According to OCC chair Robert Grossman, the consortium will release its first cloud-interoperability standards in six to 12 months.

Security and Identity

Companies want to apply their existing security and user-identity-management tools to applications running on different cloud platforms.

Security and identity management are critical to organizations and are a particular concern when data and applications reside on the cloud, noted Dave Lounsbury, vice president of collaboration services at the Open Group, an industry consortium that develops enterprise-oriented information-interoperability standards.

Cloud-computing adoption will be limited until these issues are addressed, he said.

The Open Group's Jericho Forum is studying security- and identity-related cloud-computing issues. In part, they are looking at ways to use security- and identity-related applications across cloud platforms.

The Cloud Security Alliance, another industry consortium, is working on recommendations for best practices regarding cloud-computing security, including interoperability-related issues.

Interoperability between the Cloud and the Enterprise

Organizations need to automatically provision services, manage VM instances, and work with both cloud-based and enterprise-based applications using a single tool set that can function across existing programs and multiple cloud providers. Efforts are under way to solve this problem.

For example, the Open Grid Forum (www.ogf.org), an industry group, is working on the Open Cloud Computing Interface, which would provide an API for managing different cloud platforms.

In a similar move, ServePath, a hosting-services provider, has released its GoGrid API. The API should be easy to adopt because it's based on existing standards, not proprietary technology, said ServePath technology evangelist Michael Sheehan.

Several vendors—including Appistry, AppZero, and 3Tera—have created suites of development and deployment platforms that make it easy to write a program once and deploy it on one of many cloud environments.

In essence, these suites provide a layer of abstraction between the programmer and the cloud platforms. Developers create applications for this intermediate layer, which then supports and manages multiple hypervisors or external cloud platforms.

These products would let applications run either internally or in the cloud.

Cloudy Future

The US government recently began looking for proposals to implement cloud-computing interoperability on its systems. "Usually we think of the federal government as being 10 years behind," said DMTF president Winston Bumpus, "but in this case, we are looking at the government as a leader."

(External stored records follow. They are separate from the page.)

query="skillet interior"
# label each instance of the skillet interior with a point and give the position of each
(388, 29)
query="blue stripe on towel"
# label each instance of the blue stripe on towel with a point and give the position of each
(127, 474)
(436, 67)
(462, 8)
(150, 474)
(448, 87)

A major wild card in the cloud-interoperability effort is Amazon, whose strong market position has enabled it to work with its own technology and not participate in standards efforts. However, Sheehan predicted that Amazon eventually will have to support interoperability to attract more corporate business.

At this early stage in cloud computing's evolution, Forrester's Staten said, premature standardization could stifle innovation and the technology's development. And in today’s relatively new cloud-computing marketplace, he added, there’s little incentive for vendors to cooperate with one another.

Bumpus, on the other hand, said there are good reasons for interoperability, which is why numerous organizations are beginning to work on it.